At the beginning of this week, I contributed in presenting during the Interim Demo on Monday and Wednesday. Our original motor control board broke down and the temporary board suddenly got delayed in shipping, but I was able to help set up the replacement board for Wednesday’s demo once it came to give the staff a better view of how the DC bike motors will be operated. Following the demo, I started to build the base using PVC pipe, PVC sheet, and thinking about the gears to buy. However, due to a limited timeline and not wanting to take any risks of building a rotating base that may potentially break down or not work, I helped decide to use a robot for the base instead. The robot has its own motor controls and wheels, meaning that it will be able to be mobile and make it easier to rotate as well as travel around if our launcher’s range is limited.
My progress was initially behind, but after shifting to the robot base, it makes the project timeline more achievable. Rather than having to rely on completely building a base from scratch with gears, ball bearings, and stepper motor that may not even work until it is finalized and tested, I believe that having a robot makes our project completable in the coming weeks since it is already a built structure. The robot needs to have its wheel motors coded and have the launchers and camera reintegrated on top of it.
Next week, I hope to rebuild the launcher onto the robot base once it arrives. Currently putty is being used to stabilize the wheel attachments on the DC bike motors, so I plan to use some form of press fit + strong glue to make it better. Following the physical build, I hope to help Miles with the motor control code for both the launcher and the robot. The CV is basically finished so motors and overall integration are the biggest priority.

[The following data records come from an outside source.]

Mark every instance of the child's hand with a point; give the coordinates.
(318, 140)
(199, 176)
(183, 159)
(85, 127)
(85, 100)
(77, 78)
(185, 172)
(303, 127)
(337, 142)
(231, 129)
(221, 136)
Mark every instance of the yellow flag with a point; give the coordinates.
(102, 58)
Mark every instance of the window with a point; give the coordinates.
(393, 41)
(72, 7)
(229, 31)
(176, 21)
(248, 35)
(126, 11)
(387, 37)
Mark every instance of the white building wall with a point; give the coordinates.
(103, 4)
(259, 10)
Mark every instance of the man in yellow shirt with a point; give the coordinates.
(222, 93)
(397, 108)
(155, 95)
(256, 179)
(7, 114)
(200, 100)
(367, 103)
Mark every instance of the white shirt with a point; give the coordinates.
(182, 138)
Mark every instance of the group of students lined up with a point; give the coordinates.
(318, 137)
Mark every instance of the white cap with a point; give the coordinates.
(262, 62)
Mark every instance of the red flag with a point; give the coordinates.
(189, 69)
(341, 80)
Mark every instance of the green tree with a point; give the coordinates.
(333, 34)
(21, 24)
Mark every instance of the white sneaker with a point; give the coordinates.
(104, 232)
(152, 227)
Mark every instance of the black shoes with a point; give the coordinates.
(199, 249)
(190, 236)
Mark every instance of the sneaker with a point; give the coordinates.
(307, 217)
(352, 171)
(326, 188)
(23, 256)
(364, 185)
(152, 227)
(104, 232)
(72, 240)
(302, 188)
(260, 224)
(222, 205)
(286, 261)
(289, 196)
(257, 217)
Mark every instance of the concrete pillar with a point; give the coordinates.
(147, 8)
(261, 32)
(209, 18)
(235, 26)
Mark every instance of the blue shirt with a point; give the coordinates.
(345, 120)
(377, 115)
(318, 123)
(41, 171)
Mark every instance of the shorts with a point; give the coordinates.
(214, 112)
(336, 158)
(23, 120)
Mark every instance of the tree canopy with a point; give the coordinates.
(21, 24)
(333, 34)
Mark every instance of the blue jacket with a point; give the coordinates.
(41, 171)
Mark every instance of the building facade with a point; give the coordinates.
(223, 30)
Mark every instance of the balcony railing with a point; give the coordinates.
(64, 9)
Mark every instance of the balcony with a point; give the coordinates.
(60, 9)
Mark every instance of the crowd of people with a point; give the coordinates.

With a temporary launcher built and applying low wattage (around 10% of the motor’s max of 350W), the ball launches around 2 feet. Also, the temporary putty with the wheel attachment seems to be stable when launching a ball at low power. The 45 degree angle attachments for the base of the motors also hold up and so far gives the desired launch distance as calculated by my physics. With all of these temporary and low power implementation, I am confident that in the coming weeks when better parts arrive and I can finalize the build, the ball will be able to launch 20+ feet at 45Âș as proposed. When the structure is completely built, I will apply max wattage to the motors and see how far the tennis ball launches with respect to a 20 foot marker/tape on the ground. If it does not reach 20+ feet, then adjustments such as reducing/increasing the angle of launch or using different materials for the spinning wheels may be tested for example. If these alternatives do not work, then testing robot mobility to reach a target rather than overexerting a launch distance is another option.